On 11 October, the European Commission put before the Council four proposals that could be implemented to deliver the EU’s commitment to develop specific rules that would turn the Investment Court System (ICS) provisions in the EU Canada Comprehensive Economic and Trade Agreement (CETA) into a reality.
Whilst the basis of the ICS are already set out in CETA, ICS can only be implemented once all the EU Member States have ratified the treaty. However, the Joint Interpretative Instrument on CETA agreed by the EU and Canada in October 2016 includes a commitment to apply the system as soon as the agreement is ratified.
The four proposals ask the Council to make decisions on the adoption of the following:
- a decision setting out the administrative and organisation matters regarding the functioning of an Appellate Tribunal;
- a code of conduct for Members of the Tribunal, the Appellate Tribunal and mediators, as members of the ICS;
- rules for mediation for use by disputing parties in investment disputes; and
- a position by the Council on behalf of the EU in the CETA Joint Committee, as regards the adoption of binding interpretations by the CETA Joint Committee of the investment provisions of CETA.

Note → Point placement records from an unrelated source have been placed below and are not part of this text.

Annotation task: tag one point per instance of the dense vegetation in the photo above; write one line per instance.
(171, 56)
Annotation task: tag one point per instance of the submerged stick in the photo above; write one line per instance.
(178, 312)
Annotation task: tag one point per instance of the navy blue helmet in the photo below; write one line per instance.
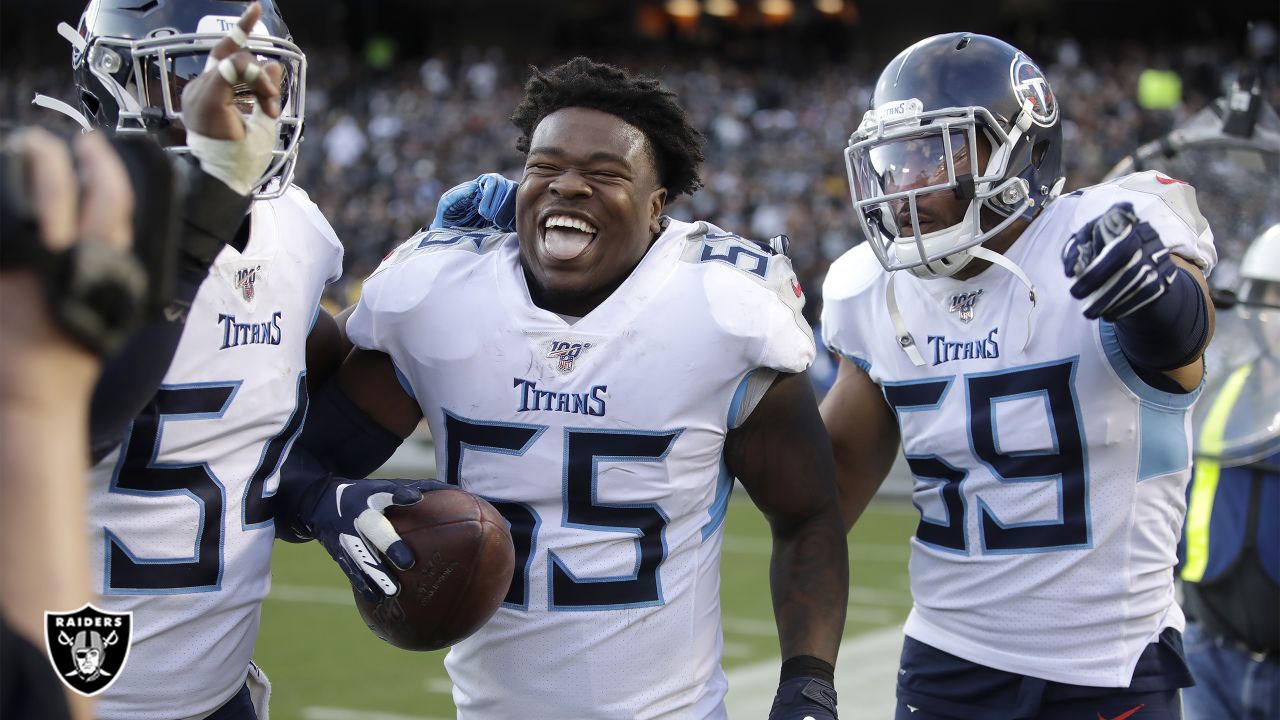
(931, 105)
(135, 57)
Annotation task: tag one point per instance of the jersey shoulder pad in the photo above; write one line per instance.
(851, 274)
(295, 206)
(762, 261)
(848, 296)
(444, 240)
(762, 270)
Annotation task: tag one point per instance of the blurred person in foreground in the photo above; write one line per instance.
(46, 377)
(182, 501)
(600, 374)
(71, 292)
(1232, 541)
(1038, 360)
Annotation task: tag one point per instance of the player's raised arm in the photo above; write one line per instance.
(864, 438)
(353, 425)
(782, 456)
(1125, 273)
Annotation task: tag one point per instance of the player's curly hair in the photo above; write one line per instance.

These recent developments in setting out the practical framework for the ICS envisaged under CETA are important as they represent the new EU approach to investment disputes. As the EU has taken to same approach in the agreements it has negotiated with Singapore, Vietnam and Mexico, these proposals are of particular interest as they demonstrate how the ICS can be made a reality.
It is worth remembering that the Commission has an active role in Working Group III of the United Nations Commission on International Trade and alongside its Member States the EU has submitted a concept paper setting out how a multilateral investment court could be established.